Query plans are heavily optimized, and map-side joins are used extensively. The use of optimizations exploiting memory makes the so-called in-memory computing of Spark no longer relevant because Hive also uses memory efficiently. Hive community is actively working toward Hive 4, so I guess the future version will be even faster.
Spark also has a query plan optimizer, and uses map-side joins (referred to as broadcast joins) whenever it makes sense. I'm just curious what other differences architecturally in your opinion can result in a performance discrepancy?

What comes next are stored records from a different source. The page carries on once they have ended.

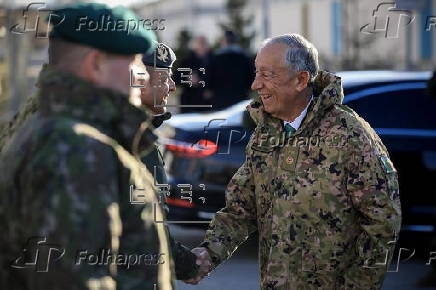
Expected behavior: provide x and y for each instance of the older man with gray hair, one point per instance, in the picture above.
(325, 199)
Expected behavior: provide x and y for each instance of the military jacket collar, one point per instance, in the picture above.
(63, 94)
(327, 93)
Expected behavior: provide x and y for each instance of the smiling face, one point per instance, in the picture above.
(155, 95)
(278, 88)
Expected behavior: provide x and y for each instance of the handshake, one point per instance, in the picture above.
(204, 262)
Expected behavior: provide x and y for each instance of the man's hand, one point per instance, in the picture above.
(204, 262)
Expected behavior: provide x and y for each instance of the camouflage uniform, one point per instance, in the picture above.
(184, 260)
(66, 176)
(326, 205)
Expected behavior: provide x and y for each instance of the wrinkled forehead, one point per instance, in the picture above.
(271, 55)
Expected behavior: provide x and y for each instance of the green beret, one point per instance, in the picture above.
(115, 30)
(162, 57)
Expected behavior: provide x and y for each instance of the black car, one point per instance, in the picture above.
(204, 150)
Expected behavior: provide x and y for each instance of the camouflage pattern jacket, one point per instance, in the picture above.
(66, 177)
(324, 201)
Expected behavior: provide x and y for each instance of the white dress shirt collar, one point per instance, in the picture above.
(297, 122)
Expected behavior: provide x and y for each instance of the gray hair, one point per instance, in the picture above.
(301, 55)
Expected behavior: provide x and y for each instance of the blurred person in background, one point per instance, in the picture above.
(68, 168)
(230, 74)
(198, 58)
(154, 97)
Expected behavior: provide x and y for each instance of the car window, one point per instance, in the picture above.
(393, 106)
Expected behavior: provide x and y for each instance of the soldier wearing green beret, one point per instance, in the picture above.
(154, 97)
(70, 167)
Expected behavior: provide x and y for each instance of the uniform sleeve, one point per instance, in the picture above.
(233, 224)
(108, 242)
(70, 197)
(373, 187)
(184, 260)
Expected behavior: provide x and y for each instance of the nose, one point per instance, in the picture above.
(256, 85)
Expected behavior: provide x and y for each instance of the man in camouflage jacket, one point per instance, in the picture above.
(323, 199)
(69, 172)
(184, 260)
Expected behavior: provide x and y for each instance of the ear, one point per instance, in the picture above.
(92, 66)
(303, 78)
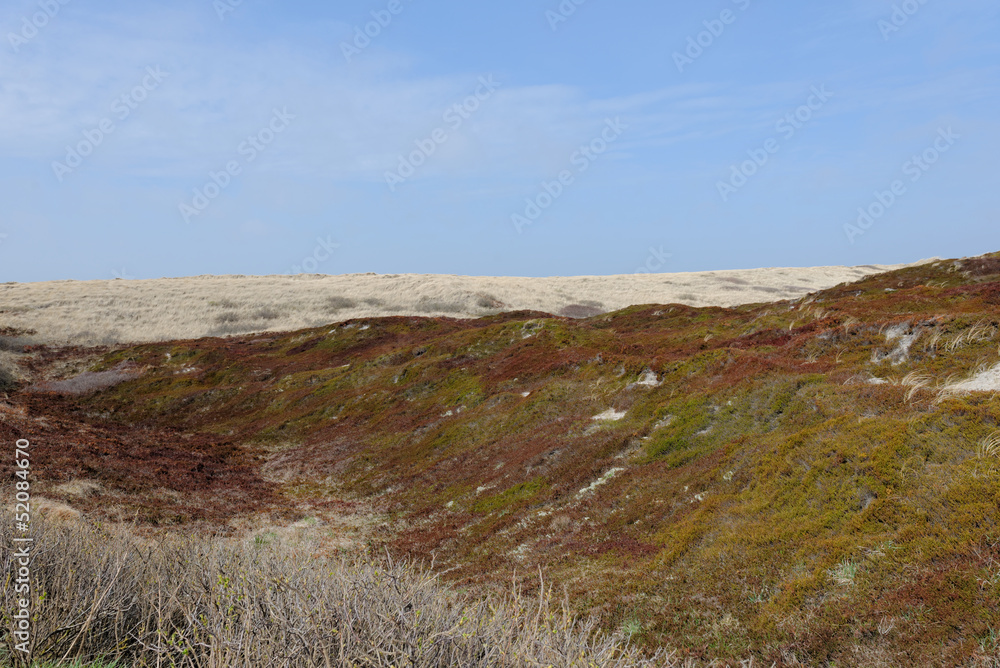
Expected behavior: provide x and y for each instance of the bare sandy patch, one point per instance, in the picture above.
(119, 311)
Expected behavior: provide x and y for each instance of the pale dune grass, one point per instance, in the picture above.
(120, 311)
(214, 603)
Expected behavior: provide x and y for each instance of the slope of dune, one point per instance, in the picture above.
(118, 311)
(799, 481)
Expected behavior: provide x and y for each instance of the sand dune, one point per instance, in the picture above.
(119, 311)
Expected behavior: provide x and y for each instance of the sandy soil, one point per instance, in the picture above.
(119, 311)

While I cannot give a definitive answer because I am not an expert on Spark internals, my opinion is that the discrepancy results mainly from query and runtime optimization.

Apart from adding new features (e.g., ACID support), a lot of effort is still put into optimizing queries and runtime. In essence, Hive is a tool specialized for SQL, so it tries to implement all the optimizations you can think of in the context of executing SQL queries. For example, Hive implements vectorized execution, whose counterpart in Spark was implemented only in a later version (with the introduction on Tungsten IIRC). Hive even supports query re-execution: if a query fails with a fatal error like OOM, Hive re-generates a new query after analyzing the runtime statistics collected by then. The second query usually runs much faster, and you can also update the column statistics in Metastore.

In contrast, Spark is a general-purpose execution engine where SparkSQL is just an application. I remember someone comparing Spark to Swiss army knife, which enables you to do a lot of things easily, but is no match against specialized tools developed for a particular task. My (opinionated) guess is that SparkSQL will be replaced by Hive and Presto, and Spark streaming will be replaced by Flink.